Nieodpowiedzialni rodzice wobec nieobowiązkowej edukacji
Ostatnio otrzymałem od pewnej osoby zarzut wobec zniesienia przymusu szkolnego. Brzmi on mniej więcej tak: „Niektórzy rodzice są nieodpowiedzialni. Jeśliby znieść obowiązek szkolny, to tacy rodzice by posyłali swoje dzieci do pracy zamiast do szkoły, mimo kasy i mimo chęci dziecka. W niektórych miejscowościach ten proceder powtarza się przez pokolenia”. Czy warto pozostawić przymus dla małej grupki nieodpowiedzialnych rodziców? Przeanalizujmy ten argument.
W zarzucie została postawiona teza, że „niektórzy rodzice są nieodpowiedzialni”. Trudno jest mi określić, co ma oznaczać w tym kontekście „nieodpowiedzialność”. Myślę, że hołdownikom tego argumentu najczęściej chodzi o to, że dziecko posłane do pracy traci po pierwsze dzieciństwo, a po drugie możliwość nauki. Wszak wielu konstatuje, że człowiek najwięcej wiedzy wchłania od najmłodszych lat, a posłanie go do pracy, zatraca u niego tę możliwość. Jednakowoż ów konstrukt, jakoby niektórzy rodzice mieli posyłać swe dzieci do pracy, jest chybiony. Jakiż bowiem pracodawca miałby przyjąć 10-latka do przenoszenia cegieł? Można zauważyć, że dziecko do etatowej pracy fizycznej zaczyna się nadawać od wieku ok. 16 lat, ale wtedy już trudno go nazwać dzieckiem.
Praca jednak nie musi być tylko wykonywana na etacie. Zgadzam się, że rzeczeni nieodpowiedzialni rodzice mogliby zabierać swe dzieci na ciężkie roboty np. na polu… I tak się nawet dzieje! Pokolenie moich rodziców bądź osób nieco starszych w większości pomagało swoim rodzicom w pocie czoła w różnych fizycznych pracach po szkole wyzbywszy się czasu wolnego. Plusem takiej harówki jest posiadanie fachu w rękach. Praca fizyczna w młodym wieku jak najbardziej uczy.
Osobiście uważam, że przymus ze strony rodzica szkodzi dziecku, ale kimże jestem, abym władzę rodzicielską im zabierał? Jako SUSSEN nie zajmujemy się władzą rodzicielską, więc po naszych reformach, pozostanie ona bez zmian. I nie ma znaczenia, która opcja jest najbardziej optymalna dla dziecka: praca na polu, szkolna harówka czy coś pomiędzy. Po jednym pokoleniu okaże się, które dzieci są najszczęśliwsze, które najwięcej zarabiają, a które ledwo wiążą koniec z końcem lub które mają ochotę się powiesić.

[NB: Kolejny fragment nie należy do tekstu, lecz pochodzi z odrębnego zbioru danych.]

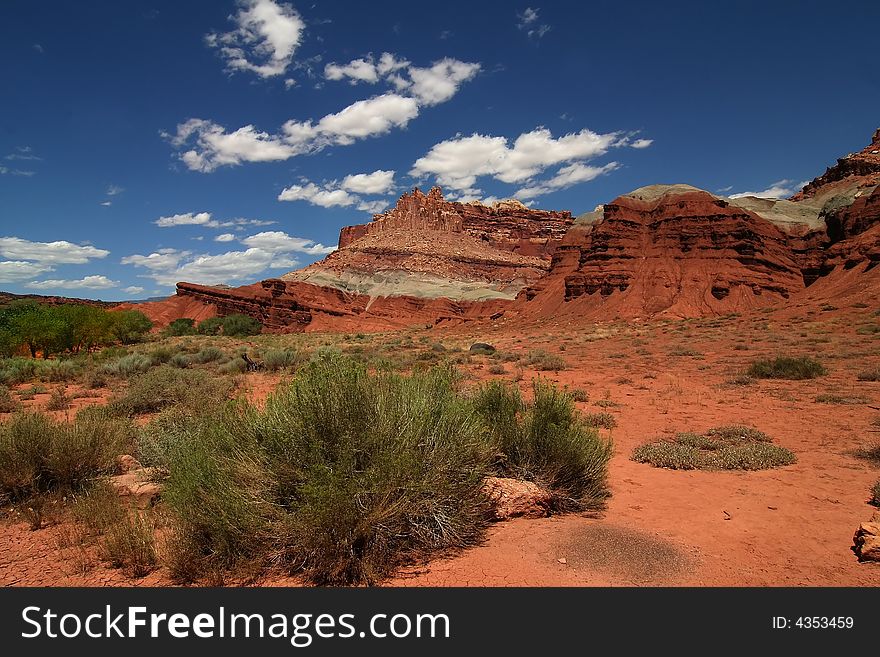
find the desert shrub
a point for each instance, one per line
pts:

Na tym polega wolność. Jedni rodzice źle przystosują dzieci do życia, inni dobrze. Te poszkodowane dzieci już będą wiedziały, jak nie wychowywać swoich dzieci, a te zwycięskie dzieci będą wiedziały, jaki sposób wychowania powielać dalej. Te rody, które dobrze wychowywały dzieci będą prosperowały i rozrastały się, a te rody, które źle wychowują dzieci wymrą bez potomstwa. Skoro według autora zarzutu „w niektórych miejscowościach ten proceder powtarza się przez pokolenia”, to oznacza chyba, że taki sposób wychowania okazał się dobry, czyż nie?
Jednakże najważniejszy argument za całkowitym zniesieniem przymusu szkolnego w tym kontekście brzmi następująco. Dlaczego mielibyśmy patologicznymi przypadkami nieodpowiedzialnych rodziców obarczać brak obowiązku szkolnego? Przecież jedynym winowajcą może być zła konstrukcja kodeksu rodzinnego i opiekuńczego. Co prawda, nie zaprzeczam, iż pewne jednostki mogły zostać uratowane od tyraństwa swoich rodziców dzięki przymusowi szkolnemu, jednak istnieją również jednostki, które zostały zdewastowane przez przymus szkolny.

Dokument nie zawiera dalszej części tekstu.